# How to replace 1970's top mounted drawer slides..



## calpoly93 (Aug 11, 2013)

Hello,
Longtime "lurker", but finally had a question to ask that I couldn't find through searches...
My house was built in the late 70's and has some fairly low-quality cabinets which are starting to "fail". The drawers have a white plastic wheel mounted on a stand-off on the back, top. Above the drawer, inside the cabinet is a "C-channel" the wheel rides in. The C-channel attaches to the back with a plastic fitting and screws. The top one broke, breaking the one below it.

I don't think I have room for side mount, but possibly a thin undermount one like this from Rockler. http://www.rockler.com/product.cfm?page=1493

In a few years I'll have resources to replace all the cabinet, but until then, I need to make do... 
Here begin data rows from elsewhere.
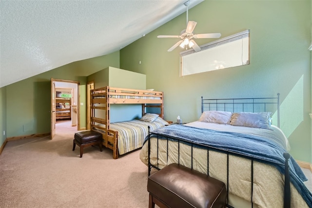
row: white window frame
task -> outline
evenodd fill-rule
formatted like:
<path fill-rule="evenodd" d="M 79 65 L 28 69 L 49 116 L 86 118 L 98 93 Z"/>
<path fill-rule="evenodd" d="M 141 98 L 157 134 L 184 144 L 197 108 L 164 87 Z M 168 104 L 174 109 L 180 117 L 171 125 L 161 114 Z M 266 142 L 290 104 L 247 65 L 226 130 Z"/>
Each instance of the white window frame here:
<path fill-rule="evenodd" d="M 249 30 L 180 53 L 180 75 L 249 64 Z"/>

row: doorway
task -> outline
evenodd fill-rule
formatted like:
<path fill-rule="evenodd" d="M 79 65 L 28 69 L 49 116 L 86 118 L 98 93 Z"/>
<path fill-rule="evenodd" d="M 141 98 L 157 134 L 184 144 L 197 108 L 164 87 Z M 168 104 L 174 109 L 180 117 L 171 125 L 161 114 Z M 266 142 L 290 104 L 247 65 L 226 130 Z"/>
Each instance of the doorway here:
<path fill-rule="evenodd" d="M 55 114 L 54 116 L 51 116 L 52 139 L 56 133 L 75 132 L 79 129 L 78 105 L 79 82 L 51 78 L 51 85 L 54 88 L 54 93 L 51 94 L 51 106 L 54 105 L 54 112 L 52 114 Z M 53 112 L 53 109 L 51 112 Z"/>

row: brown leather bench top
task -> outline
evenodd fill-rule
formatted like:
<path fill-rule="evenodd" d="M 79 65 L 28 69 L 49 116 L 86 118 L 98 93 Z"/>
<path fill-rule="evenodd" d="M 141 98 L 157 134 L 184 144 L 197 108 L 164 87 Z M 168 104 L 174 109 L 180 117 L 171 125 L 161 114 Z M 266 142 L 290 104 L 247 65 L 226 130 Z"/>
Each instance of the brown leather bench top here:
<path fill-rule="evenodd" d="M 150 175 L 147 190 L 170 208 L 221 208 L 226 204 L 224 183 L 176 164 Z"/>

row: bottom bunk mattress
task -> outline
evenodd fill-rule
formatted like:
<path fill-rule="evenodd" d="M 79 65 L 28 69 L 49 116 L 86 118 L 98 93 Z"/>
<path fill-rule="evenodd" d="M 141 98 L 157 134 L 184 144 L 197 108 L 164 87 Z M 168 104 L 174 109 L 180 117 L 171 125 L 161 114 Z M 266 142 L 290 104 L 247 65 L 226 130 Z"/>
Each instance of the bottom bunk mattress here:
<path fill-rule="evenodd" d="M 112 123 L 109 129 L 118 132 L 118 150 L 119 154 L 121 155 L 142 147 L 148 135 L 149 126 L 150 131 L 153 131 L 168 124 L 158 117 L 152 122 L 133 120 Z"/>
<path fill-rule="evenodd" d="M 205 174 L 209 172 L 210 176 L 226 184 L 228 177 L 228 203 L 234 207 L 252 207 L 250 204 L 252 201 L 254 207 L 283 207 L 284 178 L 282 173 L 283 168 L 281 167 L 284 159 L 280 155 L 287 151 L 289 146 L 287 138 L 283 136 L 279 128 L 272 127 L 270 130 L 260 130 L 243 127 L 236 128 L 229 125 L 197 121 L 187 125 L 189 126 L 170 125 L 152 132 L 152 165 L 161 169 L 171 163 L 179 163 Z M 237 129 L 238 132 L 235 132 L 234 129 Z M 279 135 L 281 137 L 280 139 L 275 138 L 274 134 L 278 137 Z M 167 136 L 174 138 L 166 138 Z M 264 137 L 268 139 L 263 138 Z M 194 147 L 189 143 L 179 141 L 186 138 L 195 142 Z M 146 165 L 149 159 L 148 144 L 148 141 L 146 140 L 140 152 L 141 160 Z M 270 161 L 279 160 L 281 166 L 276 167 L 255 159 L 252 165 L 250 159 L 232 154 L 229 154 L 227 159 L 226 153 L 205 149 L 196 144 L 217 147 L 254 156 L 258 159 L 264 157 Z M 269 148 L 271 150 L 268 153 L 258 148 L 263 147 L 265 150 L 266 146 L 272 147 Z M 260 156 L 259 157 L 258 154 Z M 292 158 L 289 162 L 292 182 L 291 207 L 309 207 L 312 205 L 312 194 L 302 182 L 306 178 Z M 253 176 L 251 174 L 252 167 Z"/>

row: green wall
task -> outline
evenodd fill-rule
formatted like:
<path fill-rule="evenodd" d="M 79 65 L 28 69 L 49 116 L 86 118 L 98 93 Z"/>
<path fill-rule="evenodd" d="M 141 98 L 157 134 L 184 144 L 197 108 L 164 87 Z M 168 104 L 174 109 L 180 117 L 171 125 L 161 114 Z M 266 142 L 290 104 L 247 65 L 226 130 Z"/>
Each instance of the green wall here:
<path fill-rule="evenodd" d="M 1 88 L 0 92 L 4 92 L 0 93 L 6 95 L 0 97 L 6 98 L 6 114 L 9 115 L 1 120 L 6 121 L 7 137 L 50 132 L 51 78 L 79 82 L 78 102 L 84 103 L 80 108 L 80 128 L 85 128 L 87 76 L 109 66 L 119 67 L 119 51 L 73 62 L 8 85 L 4 90 Z M 5 111 L 5 105 L 0 107 Z"/>
<path fill-rule="evenodd" d="M 6 134 L 6 87 L 4 87 L 0 88 L 0 147 L 4 142 Z"/>
<path fill-rule="evenodd" d="M 186 13 L 120 50 L 120 68 L 146 75 L 147 88 L 164 91 L 164 117 L 198 119 L 200 97 L 236 98 L 281 95 L 281 128 L 297 160 L 312 162 L 311 0 L 205 0 L 189 11 L 194 33 L 224 38 L 250 30 L 250 64 L 179 76 L 178 40 Z M 215 39 L 196 39 L 198 45 Z M 141 64 L 139 64 L 139 61 Z"/>
<path fill-rule="evenodd" d="M 88 76 L 88 81 L 93 81 L 95 89 L 106 86 L 120 88 L 145 89 L 146 76 L 140 73 L 109 67 Z M 96 111 L 96 115 L 104 116 L 102 110 Z M 140 104 L 111 104 L 111 122 L 129 121 L 142 116 Z"/>

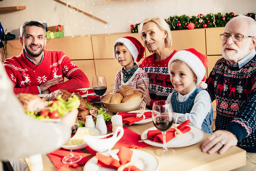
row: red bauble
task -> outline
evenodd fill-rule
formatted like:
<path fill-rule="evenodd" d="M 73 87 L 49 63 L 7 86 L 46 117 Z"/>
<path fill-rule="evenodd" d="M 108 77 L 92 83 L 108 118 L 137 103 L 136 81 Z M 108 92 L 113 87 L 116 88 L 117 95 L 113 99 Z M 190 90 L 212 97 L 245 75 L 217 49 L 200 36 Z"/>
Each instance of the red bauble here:
<path fill-rule="evenodd" d="M 189 23 L 188 25 L 188 28 L 189 30 L 192 30 L 194 28 L 194 24 L 193 23 Z"/>
<path fill-rule="evenodd" d="M 204 17 L 204 15 L 202 15 L 202 14 L 198 14 L 197 15 L 197 17 L 200 17 L 200 18 L 202 18 Z"/>

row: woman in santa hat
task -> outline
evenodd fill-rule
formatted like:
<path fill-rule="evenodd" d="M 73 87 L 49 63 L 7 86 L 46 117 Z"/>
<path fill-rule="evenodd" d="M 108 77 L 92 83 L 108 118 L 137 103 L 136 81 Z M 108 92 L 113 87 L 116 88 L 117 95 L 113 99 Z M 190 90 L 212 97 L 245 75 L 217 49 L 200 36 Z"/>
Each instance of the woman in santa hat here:
<path fill-rule="evenodd" d="M 152 107 L 156 100 L 166 100 L 174 91 L 168 74 L 168 62 L 177 52 L 170 48 L 172 36 L 170 26 L 161 18 L 148 18 L 140 23 L 139 33 L 145 46 L 153 54 L 147 57 L 140 67 L 148 75 L 149 84 L 139 86 L 147 105 Z"/>

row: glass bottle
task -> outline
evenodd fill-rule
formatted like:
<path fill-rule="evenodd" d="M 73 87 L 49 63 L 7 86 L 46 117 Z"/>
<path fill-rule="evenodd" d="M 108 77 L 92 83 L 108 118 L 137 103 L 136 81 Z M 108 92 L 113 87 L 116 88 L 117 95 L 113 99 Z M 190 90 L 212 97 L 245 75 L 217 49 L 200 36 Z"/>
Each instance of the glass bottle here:
<path fill-rule="evenodd" d="M 87 128 L 95 128 L 95 124 L 94 124 L 94 120 L 92 119 L 92 116 L 87 115 L 86 116 L 85 127 Z"/>
<path fill-rule="evenodd" d="M 101 135 L 107 134 L 107 125 L 104 120 L 104 116 L 103 115 L 99 115 L 97 116 L 97 120 L 96 121 L 96 128 L 101 132 Z"/>

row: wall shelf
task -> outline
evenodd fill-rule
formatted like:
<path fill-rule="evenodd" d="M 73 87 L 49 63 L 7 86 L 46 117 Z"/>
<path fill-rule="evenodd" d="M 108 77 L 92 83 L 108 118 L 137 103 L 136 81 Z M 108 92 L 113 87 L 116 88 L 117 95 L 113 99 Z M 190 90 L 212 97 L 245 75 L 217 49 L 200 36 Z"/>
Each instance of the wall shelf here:
<path fill-rule="evenodd" d="M 14 6 L 0 7 L 0 11 L 22 10 L 26 9 L 26 6 Z"/>

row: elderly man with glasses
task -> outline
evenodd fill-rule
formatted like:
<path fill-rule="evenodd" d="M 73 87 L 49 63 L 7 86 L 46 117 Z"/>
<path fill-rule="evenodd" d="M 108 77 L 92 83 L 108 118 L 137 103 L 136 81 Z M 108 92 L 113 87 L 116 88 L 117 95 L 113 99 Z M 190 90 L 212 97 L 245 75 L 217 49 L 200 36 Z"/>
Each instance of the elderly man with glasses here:
<path fill-rule="evenodd" d="M 201 149 L 222 154 L 237 145 L 247 152 L 246 165 L 238 169 L 256 170 L 256 22 L 235 17 L 220 36 L 224 58 L 206 80 L 212 100 L 216 100 L 216 131 Z"/>

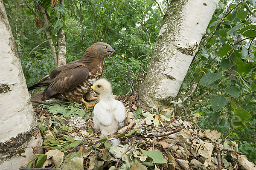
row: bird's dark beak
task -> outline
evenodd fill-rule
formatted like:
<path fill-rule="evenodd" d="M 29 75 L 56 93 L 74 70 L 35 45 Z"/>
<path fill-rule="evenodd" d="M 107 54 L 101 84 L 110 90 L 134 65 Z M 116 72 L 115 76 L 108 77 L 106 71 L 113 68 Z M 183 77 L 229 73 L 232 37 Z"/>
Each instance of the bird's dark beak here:
<path fill-rule="evenodd" d="M 113 48 L 112 48 L 111 50 L 108 51 L 111 55 L 113 55 L 113 56 L 116 54 L 116 51 Z"/>

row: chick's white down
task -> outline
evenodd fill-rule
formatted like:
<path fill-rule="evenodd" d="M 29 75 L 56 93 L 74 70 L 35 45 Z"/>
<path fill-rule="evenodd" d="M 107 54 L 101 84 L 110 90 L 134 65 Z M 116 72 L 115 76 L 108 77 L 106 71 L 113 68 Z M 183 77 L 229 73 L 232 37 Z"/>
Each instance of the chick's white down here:
<path fill-rule="evenodd" d="M 99 102 L 93 110 L 94 127 L 100 129 L 103 135 L 110 135 L 117 131 L 124 121 L 125 108 L 121 102 L 115 99 L 111 84 L 107 80 L 98 80 L 93 86 L 99 94 Z"/>

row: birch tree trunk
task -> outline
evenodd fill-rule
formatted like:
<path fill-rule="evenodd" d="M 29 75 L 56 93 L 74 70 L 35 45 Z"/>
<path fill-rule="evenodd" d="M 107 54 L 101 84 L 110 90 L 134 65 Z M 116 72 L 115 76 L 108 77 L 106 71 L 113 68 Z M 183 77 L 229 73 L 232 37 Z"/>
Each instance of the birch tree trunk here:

Am I on the right track? Or should I just fabricate a mount for the C-channel?

Thanks! Steve


----------



## chopnhack (Dec 16, 2007)

I wouldn't put more money into something you will trash sooner than later. Certainly fab up a support for the metal track rather than spend good money. A piece of wood on either side with a screw threw them and the c channel is a quick and dirty way to take care of that problem. Measure to see what clearance you will require for the wheel when the drawer is fully closed. This may require you to make a rabbet on the pieces that go on either side. HTH


----------



## Steve Neul (Sep 2, 2011)

That is called a monorail drawer guide. The only way to put side mount drawer slides in is to re-build the drawer boxes. The drawer box would need to be 1 /32" smaller in width than the opening. The undermount drawer hardware you have in the link would help but I don't think they would be much of an improvement. Depending on how the drawer box is made you might be able to retro fit it with the undermount drawer guides such as a Hettich V6IW21 drawer slide or KV undermount drawer slides. It would operate like side mount drawer guides but the mechanics of it is underneath the drawer bottom.


----------